Dr Ahsan H Mansur, executive director of the Policy Research Institute (PRI) of Bangladesh, sharply criticised Bangladesh’s financial sector authorities for lack of transparency and anomalies with regard to publishing data and doubted the percentage of non-performing loans (NPLs) shared by the banks.
“On paper, the NPLs are about 10%, but actually this should be around 25%,” he said, claiming that the banking sector suffers more data anomalies than any other sector in the country.
He blamed poor governance, lack of transparency and lack of supervision in the sector as the country faced currency crisis and uncontrollable inflation.
“The financial sector (in Bangladesh) has become the worst sector in the past 10 years. The country is now facing both the US dollar and taka crisis due to poor governance,” he said.
He made the remarks as the chief guest at a discussion titled “Reasons for the Deterioration in Bangladesh’s Banking Sector,” organised by the Economic Reporters Forum (ERF) in Dhaka on Saturday.
ERF President Refayet Ullah Mirdha chaired the event moderated by ERF General Secretary Abul Kashem.
Dr Mansur pointed out that it’s not only export data that is being concealed, rather the financial sector hides more data than any other sector although presenting “accurate data is the most crucial here.”
The economist observed, “Currently, banks are showing profits by considering interest from loans as income without actually collecting the loans.”
“They (the banks) are also distributing dividends from these so-called profits. The government is getting taxes from this. In reality, the banks are not making any income; they are essentially consuming the depositors’ money. This situation is akin to ‘selling household utensils to eat gourmet food’,” he stated.
“How long can the bankers continue like this? Deposits will eventually be exhausted, and they won’t be able to return the customers’ money.”
Dr Mansur said, “Due to lack of supervision, our currency market is now out of control, and inflation is beyond our grasp.”
He emphasised that the government and Bangladesh Bank must take initiatives to “clean” the financial sector.
He said, “The problems in the banking sector are being kept unresolved. It’s like sweeping the dirt under the carpet, which doesn't eliminate the stench; it will resurface someday.”
The economist remarked that attempts are being made to hide irregularities in various ways, “but such concealment has spread the stench of irregularities throughout the economy.”
“Problems like bad loans, irregularities, corruption, and money laundering cannot be solved by hiding the issues,” he pointed out.
PRI executive director lamented that the banking sector has been eaten away by corruption, increasing irregularities and creating a crisis of confidence.
“The situation is now such that the banks can’t even protect themselves.
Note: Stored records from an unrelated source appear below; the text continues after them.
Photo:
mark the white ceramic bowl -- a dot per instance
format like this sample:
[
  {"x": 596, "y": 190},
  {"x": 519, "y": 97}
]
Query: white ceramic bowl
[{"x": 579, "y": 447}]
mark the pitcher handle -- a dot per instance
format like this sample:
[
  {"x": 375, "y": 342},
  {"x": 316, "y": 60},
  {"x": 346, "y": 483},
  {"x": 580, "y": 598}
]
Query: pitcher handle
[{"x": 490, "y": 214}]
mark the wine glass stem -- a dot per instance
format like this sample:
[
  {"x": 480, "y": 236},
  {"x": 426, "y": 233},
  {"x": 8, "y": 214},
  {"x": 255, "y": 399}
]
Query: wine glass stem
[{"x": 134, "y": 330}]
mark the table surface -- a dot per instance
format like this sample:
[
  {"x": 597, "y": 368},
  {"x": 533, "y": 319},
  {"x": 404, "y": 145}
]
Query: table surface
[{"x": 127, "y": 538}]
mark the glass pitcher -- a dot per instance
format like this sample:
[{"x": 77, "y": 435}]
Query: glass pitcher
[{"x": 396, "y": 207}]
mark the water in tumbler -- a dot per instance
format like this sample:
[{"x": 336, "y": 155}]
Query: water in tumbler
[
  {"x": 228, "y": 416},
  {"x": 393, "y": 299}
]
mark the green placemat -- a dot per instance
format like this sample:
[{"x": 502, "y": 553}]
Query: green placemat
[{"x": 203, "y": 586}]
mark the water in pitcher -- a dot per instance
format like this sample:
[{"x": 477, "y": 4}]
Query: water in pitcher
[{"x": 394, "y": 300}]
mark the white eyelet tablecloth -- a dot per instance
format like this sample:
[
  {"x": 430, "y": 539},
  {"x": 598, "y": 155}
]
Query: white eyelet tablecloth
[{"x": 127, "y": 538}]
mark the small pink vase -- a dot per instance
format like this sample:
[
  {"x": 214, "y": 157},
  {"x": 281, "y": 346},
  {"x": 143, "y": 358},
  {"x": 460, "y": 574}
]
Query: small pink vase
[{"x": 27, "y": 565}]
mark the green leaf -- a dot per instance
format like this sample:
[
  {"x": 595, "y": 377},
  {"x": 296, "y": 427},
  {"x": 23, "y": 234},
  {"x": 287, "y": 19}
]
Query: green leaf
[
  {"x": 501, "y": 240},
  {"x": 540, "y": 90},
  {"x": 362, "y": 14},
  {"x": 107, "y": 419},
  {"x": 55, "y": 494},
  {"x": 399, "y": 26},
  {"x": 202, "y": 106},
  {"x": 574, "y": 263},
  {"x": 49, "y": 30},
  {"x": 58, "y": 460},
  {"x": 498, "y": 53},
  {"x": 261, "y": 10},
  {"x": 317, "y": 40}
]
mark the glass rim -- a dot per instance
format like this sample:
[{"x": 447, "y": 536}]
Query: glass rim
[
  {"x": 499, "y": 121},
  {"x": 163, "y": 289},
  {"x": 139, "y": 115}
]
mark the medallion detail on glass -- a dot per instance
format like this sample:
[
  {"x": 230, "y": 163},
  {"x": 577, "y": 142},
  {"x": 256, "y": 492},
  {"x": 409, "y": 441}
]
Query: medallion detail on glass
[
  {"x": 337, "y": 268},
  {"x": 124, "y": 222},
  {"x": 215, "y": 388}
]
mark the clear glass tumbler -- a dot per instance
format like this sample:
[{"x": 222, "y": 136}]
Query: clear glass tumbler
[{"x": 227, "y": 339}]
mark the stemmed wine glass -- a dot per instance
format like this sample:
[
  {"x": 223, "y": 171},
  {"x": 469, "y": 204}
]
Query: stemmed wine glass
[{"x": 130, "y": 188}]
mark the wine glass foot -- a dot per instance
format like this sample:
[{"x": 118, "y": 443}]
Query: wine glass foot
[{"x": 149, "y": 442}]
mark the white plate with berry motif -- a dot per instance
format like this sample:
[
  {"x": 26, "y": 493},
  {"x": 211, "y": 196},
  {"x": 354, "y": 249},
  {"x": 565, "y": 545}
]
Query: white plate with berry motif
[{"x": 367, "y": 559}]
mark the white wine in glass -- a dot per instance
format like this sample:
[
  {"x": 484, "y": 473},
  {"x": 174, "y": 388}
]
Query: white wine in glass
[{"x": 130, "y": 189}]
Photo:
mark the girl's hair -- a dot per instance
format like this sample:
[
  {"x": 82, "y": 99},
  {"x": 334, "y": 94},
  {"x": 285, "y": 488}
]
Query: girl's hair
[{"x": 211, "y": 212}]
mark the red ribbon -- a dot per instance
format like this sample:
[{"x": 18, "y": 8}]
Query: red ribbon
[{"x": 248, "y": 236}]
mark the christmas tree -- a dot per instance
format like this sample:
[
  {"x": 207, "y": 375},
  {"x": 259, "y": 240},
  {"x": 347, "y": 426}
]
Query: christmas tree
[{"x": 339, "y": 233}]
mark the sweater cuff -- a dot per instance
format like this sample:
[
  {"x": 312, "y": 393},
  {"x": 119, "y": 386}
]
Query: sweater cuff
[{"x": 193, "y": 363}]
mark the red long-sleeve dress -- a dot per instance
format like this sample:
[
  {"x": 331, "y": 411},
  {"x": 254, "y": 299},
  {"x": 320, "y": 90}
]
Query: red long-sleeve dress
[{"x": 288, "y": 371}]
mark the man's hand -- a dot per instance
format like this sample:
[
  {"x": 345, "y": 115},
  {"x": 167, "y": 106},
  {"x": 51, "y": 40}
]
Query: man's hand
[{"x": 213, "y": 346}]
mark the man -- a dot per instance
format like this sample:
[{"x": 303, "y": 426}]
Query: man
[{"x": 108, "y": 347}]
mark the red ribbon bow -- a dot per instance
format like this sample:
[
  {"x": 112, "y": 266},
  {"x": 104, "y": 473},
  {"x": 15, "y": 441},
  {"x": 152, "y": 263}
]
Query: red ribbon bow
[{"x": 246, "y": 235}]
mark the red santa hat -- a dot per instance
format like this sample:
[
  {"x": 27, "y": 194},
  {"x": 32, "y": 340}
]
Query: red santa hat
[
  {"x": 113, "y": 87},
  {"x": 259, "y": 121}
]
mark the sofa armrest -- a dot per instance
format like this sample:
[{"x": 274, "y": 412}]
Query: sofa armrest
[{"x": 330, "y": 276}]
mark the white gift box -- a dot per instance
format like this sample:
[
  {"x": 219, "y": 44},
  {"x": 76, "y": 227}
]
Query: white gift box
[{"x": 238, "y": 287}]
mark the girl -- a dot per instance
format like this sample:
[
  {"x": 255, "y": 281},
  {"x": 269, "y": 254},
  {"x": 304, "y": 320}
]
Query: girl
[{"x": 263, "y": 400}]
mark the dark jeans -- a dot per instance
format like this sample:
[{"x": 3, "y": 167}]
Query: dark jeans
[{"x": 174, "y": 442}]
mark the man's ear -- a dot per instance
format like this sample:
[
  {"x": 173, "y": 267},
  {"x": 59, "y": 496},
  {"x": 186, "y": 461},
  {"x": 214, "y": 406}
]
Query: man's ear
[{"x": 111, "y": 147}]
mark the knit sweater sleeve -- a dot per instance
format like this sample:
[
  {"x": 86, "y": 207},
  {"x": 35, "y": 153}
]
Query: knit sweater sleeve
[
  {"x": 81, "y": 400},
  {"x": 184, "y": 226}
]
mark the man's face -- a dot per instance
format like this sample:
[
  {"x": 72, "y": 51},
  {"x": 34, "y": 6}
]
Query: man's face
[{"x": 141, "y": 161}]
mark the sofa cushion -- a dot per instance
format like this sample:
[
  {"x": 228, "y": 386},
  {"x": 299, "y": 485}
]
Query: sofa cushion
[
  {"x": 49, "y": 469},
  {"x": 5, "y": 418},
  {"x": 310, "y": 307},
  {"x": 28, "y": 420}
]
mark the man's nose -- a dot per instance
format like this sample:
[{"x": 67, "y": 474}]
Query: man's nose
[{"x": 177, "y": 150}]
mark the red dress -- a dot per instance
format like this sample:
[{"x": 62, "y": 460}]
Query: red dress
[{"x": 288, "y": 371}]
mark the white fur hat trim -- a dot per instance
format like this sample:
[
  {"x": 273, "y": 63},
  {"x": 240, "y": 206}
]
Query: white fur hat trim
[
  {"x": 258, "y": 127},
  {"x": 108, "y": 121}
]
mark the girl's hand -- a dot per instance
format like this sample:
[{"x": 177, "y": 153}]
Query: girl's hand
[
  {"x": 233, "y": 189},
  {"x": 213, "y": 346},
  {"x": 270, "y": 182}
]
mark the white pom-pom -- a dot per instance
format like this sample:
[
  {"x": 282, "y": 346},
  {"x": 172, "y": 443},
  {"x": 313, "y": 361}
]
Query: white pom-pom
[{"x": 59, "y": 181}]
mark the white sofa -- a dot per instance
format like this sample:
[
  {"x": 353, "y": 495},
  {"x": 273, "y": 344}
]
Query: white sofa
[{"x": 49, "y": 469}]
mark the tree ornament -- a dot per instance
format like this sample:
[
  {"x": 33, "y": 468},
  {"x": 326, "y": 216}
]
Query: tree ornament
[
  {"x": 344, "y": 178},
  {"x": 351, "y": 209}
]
How can they ensure the security of the depositors’ money?”
The economist expressed concerns about the growth of bank deposits as the government, in the FY 2025 budget, targets to borrow Tk1.37 lakh crore from the banking sector.
“Currently, the growth of bank deposits is between 8.5-9%. If it increases this year, it might reach a maximum of 10%. This means deposits will amount to around Tk1.70 lakh crore.”
“With the new fiscal year’s budget target of borrowing from banks, how will the banks provide the loans? If the government borrows Tk1.37 lakh crore, where will the private sector get its money?”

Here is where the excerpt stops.